By Jeremy Reynalds, Ph.D.
Founder and CEO
Joy Junction Inc.
It had been a good day, but a long one. Very similar in some ways to one I wrote about before in early July 2015.
Just like most days, while good, I nonetheless really wanted to get home, and enjoy the peace and tranquility of home along with my wife Elma.
Making our way home, though, usually involves a stop off on the way at Joy Junction. Most of my work these days is away from our South Valley facility. We’re in the community daily, heightening awareness of the plight faced by the homeless, and letting people know what they can do to make an impact on the issue by partnering with Joy Junction.
As we gear up to launch into the Thanksgiving and Christmas season, where in addition to serving a number of holiday meals life for us in the community gets even busier. People’s hearts are more than ever attracted to the plight of the homeless and hungry during the holiday season, and we want to let them know how they can help and make a difference.
While that’s a very necessary part of the life of a CEO, the visit to Joy Junction is always good. After all, it’s the reason why along with my assistant and wife I spend days crisscrossing the streets of Albuquerque going from one meeting to another.
The time we spend at the shelter includes some joking and light hearted banter with the staff, and on other occasions a little interaction with our guests. As the months have gone by, they have come to increasingly love Elma.
However, a slight detour was about to unfold. A need to visit a Downtown ATM took us on a slightly different route to the shelter than the one we usually follow. It was the beginning, we both believe, of another divine appointment.
Driving along, I was attracted to a small, well-manicured lawn outside a church. I’d passed it several times before, but this time was different. On the lawn lay a woman dressed in (as well as other clothes) a hospital gown. A few feet from her was a pineapple and a couple of backpacks.

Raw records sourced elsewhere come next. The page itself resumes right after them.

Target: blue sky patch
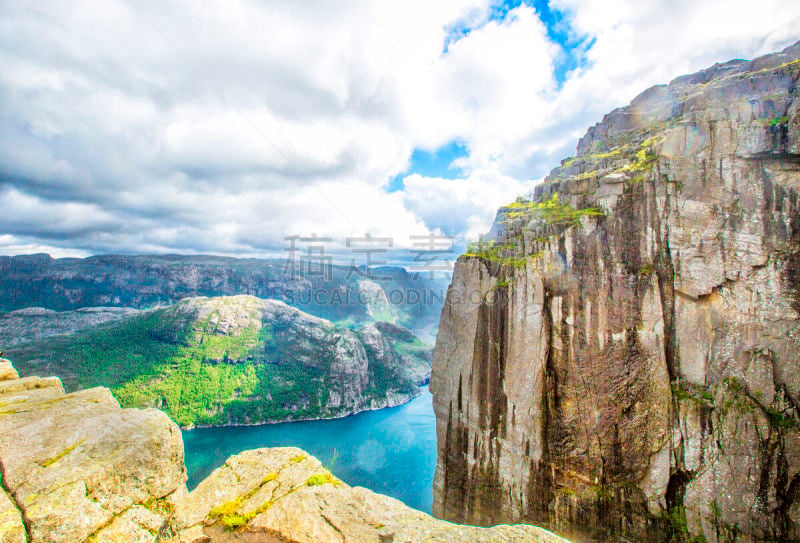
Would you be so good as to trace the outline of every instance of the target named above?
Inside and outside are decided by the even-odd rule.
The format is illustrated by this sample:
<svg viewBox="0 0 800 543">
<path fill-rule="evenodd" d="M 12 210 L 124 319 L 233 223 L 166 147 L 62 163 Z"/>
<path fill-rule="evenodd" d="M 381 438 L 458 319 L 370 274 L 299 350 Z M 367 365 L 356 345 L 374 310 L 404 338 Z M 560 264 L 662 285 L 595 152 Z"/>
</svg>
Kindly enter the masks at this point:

I have to admit that initially I really didn’t want to stop, and was tempted to call the non-emergency line for the police, and have them check on her. However, the police are busy and we were right there.
It’s also a “calling,” I believe, that ultimately compelled us to check on the woman. While Joy Junction is (technically) a job, it is so much more than that. It is a way of life. Bringing God’s love to the hurting, homeless and hungry energizes even the most tired of bodies.
I grabbed a fast food gift card and walked slowly over to the woman, ensuring I stayed a few feet away from her in case she was sleeping and scared when she woke up. However, she was awake. I told her who I was and gave her the card. She accepted it appreciatively.
She told me a little bit of her story. She said she had recently been released from an area hospital, but had cracked ribs. While talking, she was writhing in pain.
The woman added that her friend had just walked a few hundred yards to a mission close by to see if he could get a blanket. She was unable to get pain medication due to not having any identification.
By this time, Elma had gotten out of the car and joined me on the grass. Wanting to relax her feet a little, Elma had taken off her shoes. Stepping on the grass, she said it was cold. I think more so than she expected. Laying there would definitely have been rather uncomfortable.
We asked the woman if she had heard of Joy Junction. She said she had, so I asked her if she would like a place to stay for the night. She said she would, so we called the office for a van to come and pick her up.
While waiting for the driver, the woman’s friend came back (without a blanket). He agreed to go with her to Joy Junction, so he could watch over her for the night and call 911 to see if medical attention was needed.
Our driver came and took the two of them to Joy Junction. While I approved a longer stay, they only stayed the night and checked out the next morning.
I can’t report any life changing encounters from this story, and don’t know the current whereabouts of this woman or her friend.
However, what I can tell you is that this was an opportunity for us to bring a kind word, a meal and a safe place to stay for a woman in obvious distress.
Need is all around us, and so much so that it can sometimes seem overwhelming. But if you keep your eyes open, God will use you to make a difference in people’s lives in a way that you never thought possible.
Be on the lookout. It may be your day for a divine appointment.